Il racconto popolare narra che il Narciso nacque sulle rive di un lago dove morì un giovane e bellissimo pastore di nome Narciso. Egli era accecato dalla vanità e, mentre si trovò sulle rive del lago intento ad osservare il suo riflesso nell’acqua, Cupido gli truccò il volto e gli scompigliò i capelli; nel tentativo di riconquistare la sua bellezza, il ragazzo cadde nel lago ed annegò. Da allora, i Narcisi crebbero con il fiore rivolto verso l’acqua a ricercare la bellezza smarrita.

Simbolo di divertimento e gioco, è l’ideale per dimostrare simpatia verso una persona.

GIGLIO

Giglio

Il Giglio, noto anche come Lilium (dal latino lilium), è un fiore originario della penisola balcanica e dell’Asia occidentale.
Importato nel bacino del Mediterraneo dai Fenici, è considerato il più antico fiore usato a scopo ornamentale, il primo a comparire nell’iconografia e nelle tradizioni di diverse civiltà e culti.

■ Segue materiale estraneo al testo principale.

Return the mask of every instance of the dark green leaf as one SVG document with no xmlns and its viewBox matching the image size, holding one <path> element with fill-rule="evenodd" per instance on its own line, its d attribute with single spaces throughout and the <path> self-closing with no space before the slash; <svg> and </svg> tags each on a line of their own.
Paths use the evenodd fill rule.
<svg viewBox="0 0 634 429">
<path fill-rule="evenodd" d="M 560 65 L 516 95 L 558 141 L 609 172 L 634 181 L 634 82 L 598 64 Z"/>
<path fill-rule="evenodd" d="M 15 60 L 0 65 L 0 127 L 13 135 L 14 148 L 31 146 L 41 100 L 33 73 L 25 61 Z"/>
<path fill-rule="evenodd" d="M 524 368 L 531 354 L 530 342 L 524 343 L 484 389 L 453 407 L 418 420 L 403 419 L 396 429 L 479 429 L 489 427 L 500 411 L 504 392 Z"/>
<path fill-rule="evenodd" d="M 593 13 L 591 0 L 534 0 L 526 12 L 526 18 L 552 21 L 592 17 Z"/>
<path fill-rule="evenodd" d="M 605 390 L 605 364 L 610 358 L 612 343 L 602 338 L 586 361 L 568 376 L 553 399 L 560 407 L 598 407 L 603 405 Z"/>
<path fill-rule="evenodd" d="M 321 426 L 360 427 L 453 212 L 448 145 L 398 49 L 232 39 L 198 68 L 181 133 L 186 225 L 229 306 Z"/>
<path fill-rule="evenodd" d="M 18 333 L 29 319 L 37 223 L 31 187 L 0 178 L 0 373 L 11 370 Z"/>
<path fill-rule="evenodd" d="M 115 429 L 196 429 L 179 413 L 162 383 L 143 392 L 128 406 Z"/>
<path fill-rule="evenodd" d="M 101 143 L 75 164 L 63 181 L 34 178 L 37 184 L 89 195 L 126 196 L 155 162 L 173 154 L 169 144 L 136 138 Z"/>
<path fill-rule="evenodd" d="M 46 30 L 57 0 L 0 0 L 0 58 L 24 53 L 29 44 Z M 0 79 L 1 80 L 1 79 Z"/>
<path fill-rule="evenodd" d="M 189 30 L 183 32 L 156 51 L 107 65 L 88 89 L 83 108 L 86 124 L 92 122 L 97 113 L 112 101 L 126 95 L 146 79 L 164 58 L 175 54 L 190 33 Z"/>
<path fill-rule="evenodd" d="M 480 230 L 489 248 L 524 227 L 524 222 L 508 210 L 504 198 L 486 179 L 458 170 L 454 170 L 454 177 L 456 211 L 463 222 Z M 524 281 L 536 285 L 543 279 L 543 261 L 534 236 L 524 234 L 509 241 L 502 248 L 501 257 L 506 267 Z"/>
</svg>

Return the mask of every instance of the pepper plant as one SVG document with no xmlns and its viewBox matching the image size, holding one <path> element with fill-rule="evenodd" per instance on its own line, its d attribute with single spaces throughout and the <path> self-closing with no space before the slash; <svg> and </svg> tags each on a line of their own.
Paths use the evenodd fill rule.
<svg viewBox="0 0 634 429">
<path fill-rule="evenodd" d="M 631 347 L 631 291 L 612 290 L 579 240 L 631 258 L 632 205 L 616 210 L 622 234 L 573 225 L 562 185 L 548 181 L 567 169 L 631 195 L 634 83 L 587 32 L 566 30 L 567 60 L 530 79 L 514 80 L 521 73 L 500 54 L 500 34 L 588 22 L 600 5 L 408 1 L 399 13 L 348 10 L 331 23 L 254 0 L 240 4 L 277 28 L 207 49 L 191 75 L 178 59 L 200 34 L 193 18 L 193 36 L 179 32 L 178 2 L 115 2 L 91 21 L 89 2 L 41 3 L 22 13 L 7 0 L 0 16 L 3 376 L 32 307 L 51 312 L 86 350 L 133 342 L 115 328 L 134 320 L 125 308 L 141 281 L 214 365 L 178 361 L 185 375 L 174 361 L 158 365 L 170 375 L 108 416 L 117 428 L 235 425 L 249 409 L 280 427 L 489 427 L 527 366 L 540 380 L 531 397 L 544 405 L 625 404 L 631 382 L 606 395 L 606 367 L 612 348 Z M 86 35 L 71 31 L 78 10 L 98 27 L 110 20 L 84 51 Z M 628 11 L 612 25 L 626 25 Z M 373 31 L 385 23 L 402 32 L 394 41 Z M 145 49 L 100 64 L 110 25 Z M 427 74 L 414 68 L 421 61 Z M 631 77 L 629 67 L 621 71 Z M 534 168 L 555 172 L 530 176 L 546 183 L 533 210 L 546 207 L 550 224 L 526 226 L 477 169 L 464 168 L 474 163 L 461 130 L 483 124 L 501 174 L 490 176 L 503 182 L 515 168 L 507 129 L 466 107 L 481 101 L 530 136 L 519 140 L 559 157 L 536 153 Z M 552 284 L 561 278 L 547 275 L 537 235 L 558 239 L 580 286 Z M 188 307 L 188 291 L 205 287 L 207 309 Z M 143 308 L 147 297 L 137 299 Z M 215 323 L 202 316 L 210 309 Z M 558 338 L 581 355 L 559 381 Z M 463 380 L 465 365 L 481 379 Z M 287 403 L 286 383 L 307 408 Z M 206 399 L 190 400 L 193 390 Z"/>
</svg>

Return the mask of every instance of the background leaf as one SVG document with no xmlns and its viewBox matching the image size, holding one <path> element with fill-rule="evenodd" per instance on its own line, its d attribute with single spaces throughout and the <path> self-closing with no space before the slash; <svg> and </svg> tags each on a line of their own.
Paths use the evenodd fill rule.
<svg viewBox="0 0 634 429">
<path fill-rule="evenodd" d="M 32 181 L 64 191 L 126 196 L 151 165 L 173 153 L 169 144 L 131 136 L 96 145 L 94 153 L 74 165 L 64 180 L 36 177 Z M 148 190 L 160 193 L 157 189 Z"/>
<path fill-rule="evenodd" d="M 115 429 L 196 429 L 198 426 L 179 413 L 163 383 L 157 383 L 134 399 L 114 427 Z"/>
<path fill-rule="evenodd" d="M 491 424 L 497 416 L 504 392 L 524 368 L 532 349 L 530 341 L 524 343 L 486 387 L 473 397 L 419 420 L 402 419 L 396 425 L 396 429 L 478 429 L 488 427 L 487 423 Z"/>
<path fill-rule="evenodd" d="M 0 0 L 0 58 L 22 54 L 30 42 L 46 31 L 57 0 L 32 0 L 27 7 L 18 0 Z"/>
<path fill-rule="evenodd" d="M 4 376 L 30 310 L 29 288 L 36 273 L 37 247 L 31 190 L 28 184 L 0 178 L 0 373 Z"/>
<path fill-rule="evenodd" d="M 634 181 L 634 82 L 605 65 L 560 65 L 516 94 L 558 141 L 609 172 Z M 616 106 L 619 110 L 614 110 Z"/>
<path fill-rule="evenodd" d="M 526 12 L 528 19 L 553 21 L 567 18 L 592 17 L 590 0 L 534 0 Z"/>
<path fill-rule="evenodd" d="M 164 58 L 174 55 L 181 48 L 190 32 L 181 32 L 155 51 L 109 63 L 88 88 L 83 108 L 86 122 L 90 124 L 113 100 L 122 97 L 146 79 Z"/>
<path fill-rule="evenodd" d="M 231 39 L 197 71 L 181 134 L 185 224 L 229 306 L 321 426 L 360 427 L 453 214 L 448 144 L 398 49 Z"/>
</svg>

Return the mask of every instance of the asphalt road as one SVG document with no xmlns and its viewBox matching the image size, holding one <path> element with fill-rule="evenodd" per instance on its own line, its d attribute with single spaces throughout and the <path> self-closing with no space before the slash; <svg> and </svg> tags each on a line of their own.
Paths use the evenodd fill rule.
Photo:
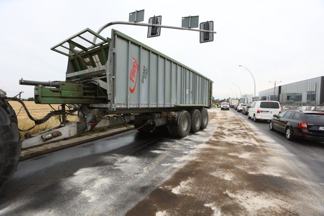
<svg viewBox="0 0 324 216">
<path fill-rule="evenodd" d="M 248 115 L 233 109 L 230 110 L 251 127 L 256 127 L 256 131 L 262 134 L 260 136 L 261 139 L 263 136 L 270 137 L 274 143 L 279 144 L 281 148 L 285 149 L 288 153 L 287 159 L 290 159 L 293 164 L 298 164 L 300 175 L 308 177 L 310 182 L 314 180 L 318 182 L 323 181 L 324 142 L 300 139 L 290 141 L 287 140 L 285 134 L 270 131 L 269 121 L 260 120 L 255 122 L 252 118 L 249 119 Z M 264 140 L 265 142 L 268 140 L 266 138 Z M 273 146 L 273 148 L 275 147 Z"/>
<path fill-rule="evenodd" d="M 209 128 L 181 140 L 130 131 L 22 161 L 0 215 L 124 215 L 194 158 Z"/>
<path fill-rule="evenodd" d="M 20 163 L 0 215 L 324 215 L 324 148 L 209 110 L 175 139 L 130 131 Z"/>
</svg>

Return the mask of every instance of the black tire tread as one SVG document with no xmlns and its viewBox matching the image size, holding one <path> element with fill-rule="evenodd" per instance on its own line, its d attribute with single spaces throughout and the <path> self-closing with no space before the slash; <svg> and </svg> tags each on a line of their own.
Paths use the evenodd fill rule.
<svg viewBox="0 0 324 216">
<path fill-rule="evenodd" d="M 0 107 L 0 191 L 15 173 L 21 152 L 17 117 L 13 116 L 13 110 L 10 105 L 5 109 Z"/>
<path fill-rule="evenodd" d="M 190 117 L 191 117 L 191 127 L 190 128 L 190 132 L 197 132 L 200 129 L 200 126 L 201 125 L 201 114 L 200 113 L 200 111 L 196 109 L 190 110 L 189 111 L 189 113 L 190 114 Z M 195 122 L 195 119 L 197 115 L 198 115 L 200 117 L 200 123 L 197 127 L 196 126 Z"/>
<path fill-rule="evenodd" d="M 207 109 L 205 108 L 202 108 L 200 109 L 200 113 L 201 113 L 201 123 L 200 124 L 200 129 L 205 129 L 206 127 L 207 127 L 207 125 L 208 125 L 208 120 L 209 120 L 208 111 L 207 111 Z M 207 117 L 207 122 L 204 122 L 204 119 L 205 116 Z"/>
</svg>

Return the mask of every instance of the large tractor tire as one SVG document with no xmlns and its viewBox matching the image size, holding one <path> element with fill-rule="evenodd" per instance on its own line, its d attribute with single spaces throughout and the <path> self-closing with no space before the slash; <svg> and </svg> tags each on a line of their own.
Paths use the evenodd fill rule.
<svg viewBox="0 0 324 216">
<path fill-rule="evenodd" d="M 200 129 L 205 129 L 207 127 L 208 125 L 208 111 L 207 109 L 202 108 L 200 110 L 201 113 L 201 124 L 200 125 Z"/>
<path fill-rule="evenodd" d="M 12 177 L 21 152 L 17 117 L 13 109 L 0 101 L 0 191 Z"/>
<path fill-rule="evenodd" d="M 191 127 L 190 114 L 187 111 L 182 110 L 178 114 L 177 122 L 174 124 L 169 124 L 168 129 L 172 136 L 182 138 L 188 136 Z"/>
</svg>

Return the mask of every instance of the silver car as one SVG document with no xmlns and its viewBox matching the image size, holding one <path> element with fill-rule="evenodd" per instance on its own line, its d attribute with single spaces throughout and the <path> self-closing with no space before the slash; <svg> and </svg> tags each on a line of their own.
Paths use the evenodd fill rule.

Questo fiore dall’inconfondibile profumo intenso, simboleggia da secoli purezza, castità e nobiltà d’animo.
È il pensiero ideale per una donna fiera, onesta e di classe.

IRIS

Iris

Il nome Iris deriva dalla parola greca iris, ovvero “arcobaleno”. Nella mitologia greca, era personificato dalla dea Iris, messaggera rapidissima degli ordini celesti che recapitava agli dei e agli uomini discendendo e risalendo gli arcobaleni dal Monte Olimpo alla Terra.

Il suo utilizzo a pianta ornamentale, medicinale e cosmetico è molto antico: diverse specie sono state utilizzate da Egiziani, Greci e Romani.

Questo fiore primaverile semplice e colorato, simboleggia la fede e la speranza ma anche il desiderio di  comunicare un messaggio, per porgere i propri auguri in generale e in particolare a chi sta per iniziare qualcosa di importante.

MARGHERITA

Margherita

La Margherita, (scientificamente indicata con Leucanthemum) è il simbolo della primavera per eccellenza.

Il suo nome deriva dalle parole greche leukos “bianco” e anthemon  “fiore” facendo riferimento al colore del fiore stesso. Le prime notizie storiche sulla Margherita risalgono all’antico Egitto, dove compare come decorazione di alcuni vasi di ceramica.

Nel linguaggio dei fiori, la Margherita assume i significati di semplicità, innocenza, freschezza, spontaneità, bontà e purezza.

E, come non citare “M’ama o non m’ama?”, la famosa forma popolare di profezia che la vede come protagonista? Qui, è proprio l’ultimo petalo rimanente del fiore a dare il verdetto finale! Le origini di questa pratica risalgono ai tempi della regina Vittoria, quando una cameriera dal cuore infranto di nome Margherita,  decise di interrogare l’omonimo fiore affinché la aiutasse a trovare un nuovo amore.